Geometry - Construction and Loci

A gardener wants to plant a tree that is: (1) More than 5m from a fixed post P, and (2) Closer to fence AB than to fence AC. Using a scale of 1cm : 1m, shade the region where the tree can be planted.

1. Draw a circle with center P and radius 5cm. The area outside this circle satisfies condition 1. 2. Construct the angle bisector of the angle at vertex A (where fences AB and AC meet). The region on the side of the bisector closer to AB satisfies condition 2. 3. Shade the intersection of the area outside the circle and the side of the bisector closer to AB.

Condition 1 defines a locus based on a fixed point, which is a circle. 'More than' means the exterior region. Condition 2 defines a locus equidistant from two intersecting lines, which is an angle bisector. The 'closer to' requirement indicates one side of that bisector.

Construct a triangle ABC where AB = 8cm, AC = 6cm, and BC = 7cm. Then, construct the locus of points inside the triangle that are exactly 3cm from vertex A.

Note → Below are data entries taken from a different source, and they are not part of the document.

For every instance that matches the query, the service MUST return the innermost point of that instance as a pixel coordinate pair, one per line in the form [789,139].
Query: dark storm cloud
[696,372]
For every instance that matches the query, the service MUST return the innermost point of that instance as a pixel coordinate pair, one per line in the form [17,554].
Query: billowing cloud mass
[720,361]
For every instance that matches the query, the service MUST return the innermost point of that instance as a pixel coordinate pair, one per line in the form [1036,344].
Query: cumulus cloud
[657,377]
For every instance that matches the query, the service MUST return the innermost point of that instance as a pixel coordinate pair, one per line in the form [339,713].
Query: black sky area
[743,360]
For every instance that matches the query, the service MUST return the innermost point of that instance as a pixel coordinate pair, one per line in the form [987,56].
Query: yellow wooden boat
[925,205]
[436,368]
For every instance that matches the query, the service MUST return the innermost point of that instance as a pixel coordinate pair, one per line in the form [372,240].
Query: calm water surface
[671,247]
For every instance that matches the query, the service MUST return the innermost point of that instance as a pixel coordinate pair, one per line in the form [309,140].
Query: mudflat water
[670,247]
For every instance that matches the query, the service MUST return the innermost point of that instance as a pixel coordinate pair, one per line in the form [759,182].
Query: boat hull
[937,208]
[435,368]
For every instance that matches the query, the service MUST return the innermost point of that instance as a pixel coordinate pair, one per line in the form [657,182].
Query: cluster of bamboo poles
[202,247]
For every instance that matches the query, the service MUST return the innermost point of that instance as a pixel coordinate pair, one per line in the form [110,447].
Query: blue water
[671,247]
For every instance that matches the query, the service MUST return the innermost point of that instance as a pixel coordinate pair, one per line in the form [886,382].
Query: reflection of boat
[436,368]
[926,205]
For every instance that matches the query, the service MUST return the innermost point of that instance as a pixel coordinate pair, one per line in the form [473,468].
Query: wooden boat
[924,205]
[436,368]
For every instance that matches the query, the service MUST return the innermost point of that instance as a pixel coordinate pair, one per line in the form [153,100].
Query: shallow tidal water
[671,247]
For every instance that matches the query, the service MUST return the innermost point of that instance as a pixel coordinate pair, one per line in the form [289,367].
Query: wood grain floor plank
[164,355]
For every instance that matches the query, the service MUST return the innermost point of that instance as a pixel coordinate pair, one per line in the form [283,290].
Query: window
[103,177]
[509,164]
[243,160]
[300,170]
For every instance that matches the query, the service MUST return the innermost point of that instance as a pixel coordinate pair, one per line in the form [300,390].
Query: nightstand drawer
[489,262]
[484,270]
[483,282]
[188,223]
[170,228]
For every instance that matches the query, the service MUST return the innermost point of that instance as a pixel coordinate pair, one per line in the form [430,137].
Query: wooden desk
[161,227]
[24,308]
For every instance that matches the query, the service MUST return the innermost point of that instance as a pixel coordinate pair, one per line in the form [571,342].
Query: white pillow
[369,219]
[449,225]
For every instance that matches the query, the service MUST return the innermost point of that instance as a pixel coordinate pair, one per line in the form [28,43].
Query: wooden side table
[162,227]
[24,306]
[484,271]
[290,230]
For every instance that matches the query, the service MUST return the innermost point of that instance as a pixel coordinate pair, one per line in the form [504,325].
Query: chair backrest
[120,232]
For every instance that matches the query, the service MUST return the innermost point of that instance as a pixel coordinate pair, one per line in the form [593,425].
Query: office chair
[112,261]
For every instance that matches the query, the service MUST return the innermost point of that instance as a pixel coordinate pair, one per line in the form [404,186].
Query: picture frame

1. Draw line AB = 8cm. 2. Set compass to 6cm, draw an arc from A. 3. Set compass to 7cm, draw an arc from B. The intersection is point C. Join AC and BC. 4. To find the locus 3cm from A, set the compass to 3cm and draw an arc inside the triangle with the needle at point A.

This problem combines basic triangle construction using SSS (Side-Side-Side) criteria with the definition of a locus from a fixed point. The locus is a circular arc centered at A with a radius of 3cm.

The scale of a map is 1:25,000. If the distance between two towns on the map is 4cm, calculate the actual distance in kilometers.

1. Actual distance in cm = $4 \times 25,000 = 100,000$ cm. 2. Convert to meters: $100,000 \div 100 = 1,000$ m. 3. Convert to km: $1,000 \div 1,000 = 1$ km.

To convert map distance to real distance, multiply by the scale factor $n$. Then, use the conversions $100\text{cm} = 1\text{m}$ and $1000\text{m} = 1\text{km}$ to reach the required units.